Trott, Christian R.; Hammond, Simon; Dinge, Dennis; Lin, Paul T.; Vaughan, Courtenay T.; Cook, Jeanine; Rajan, Mahesh; Edwards, Harold C.; Hoekstra, Robert J.

For the FY15 ASC L2 Trilab Codesign milestone Sandia National Laboratories performed two main studies. The first study investigated three topics (performance, cross-platform portability and programmer productivity) when using OpenMP directives and the RAJA and Kokkos programming models available from LLNL and SNL respectively. The focus of this first study was the LULESH mini-application developed and maintained by LLNL. In the coming sections of the report the reader will find performance comparisons (and a demonstration of portability) for a variety of mini-application implementations produced during this study with varying levels of optimization.
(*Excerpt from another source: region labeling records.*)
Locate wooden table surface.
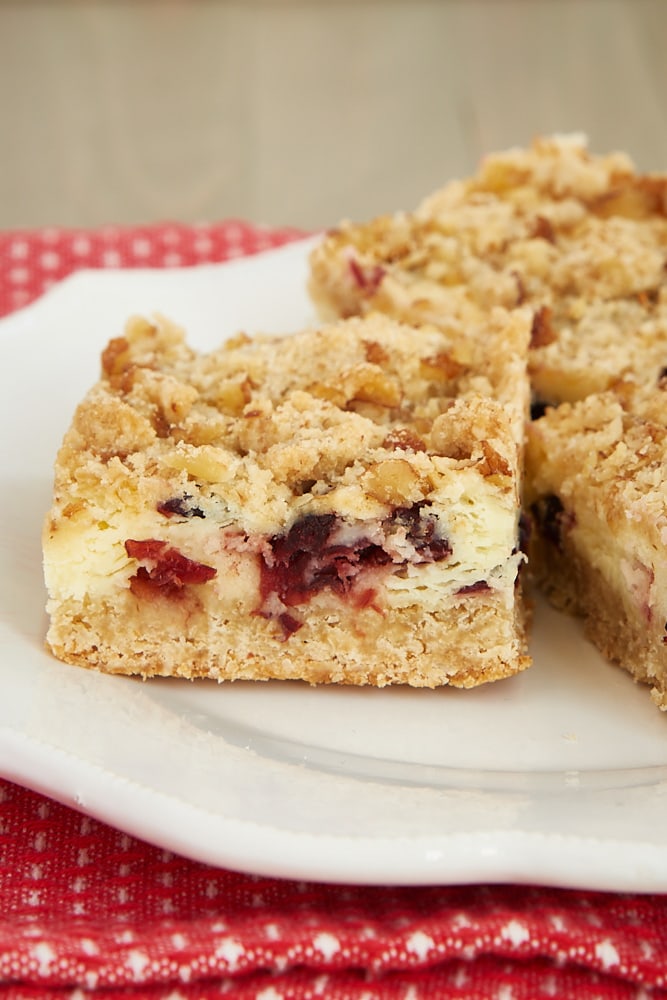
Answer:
[0,0,667,229]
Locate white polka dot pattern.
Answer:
[0,221,304,316]
[0,227,667,1000]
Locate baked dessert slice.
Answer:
[526,378,667,709]
[310,135,667,404]
[43,309,530,687]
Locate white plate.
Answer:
[0,241,667,892]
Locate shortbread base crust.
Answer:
[47,588,530,687]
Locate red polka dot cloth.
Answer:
[0,221,667,1000]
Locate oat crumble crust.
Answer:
[43,307,531,687]
[310,135,667,403]
[526,380,667,710]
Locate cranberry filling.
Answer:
[260,504,451,638]
[456,580,491,594]
[125,538,216,597]
[260,514,391,607]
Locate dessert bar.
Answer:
[310,135,667,407]
[526,378,667,709]
[43,307,531,687]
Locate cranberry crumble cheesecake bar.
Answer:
[310,135,667,407]
[43,307,531,687]
[526,377,667,710]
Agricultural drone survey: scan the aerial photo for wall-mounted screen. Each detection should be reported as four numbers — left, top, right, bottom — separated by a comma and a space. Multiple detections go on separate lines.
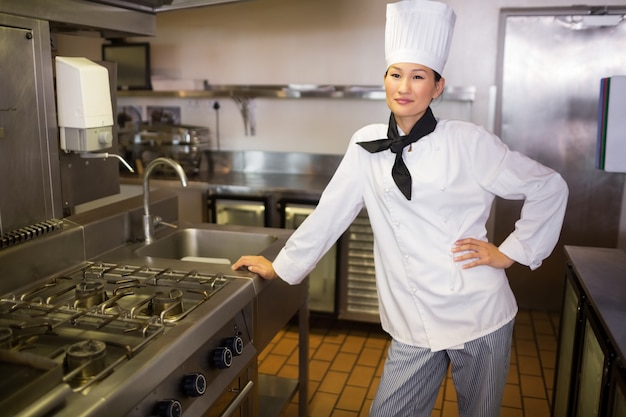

Of note is that the implementations utilized including optimizations across a number of programming models to help ensure claims that Kokkos can provide native-class application performance are valid. The second study performed during FY15 is a performance assessment of the MiniAero mini-application developed by Sandia. This mini-application was developed by the SIERRA Thermal-Fluid team at Sandia for the purposes of learning the Kokkos programming model and so is available in only a single implementation. For this report we studied its performance and scaling on a number of machines with the intent of providing insight into potential performance issues that may be experienced when similar algorithms are deployed on the forthcoming Trinity ASC ATS platform.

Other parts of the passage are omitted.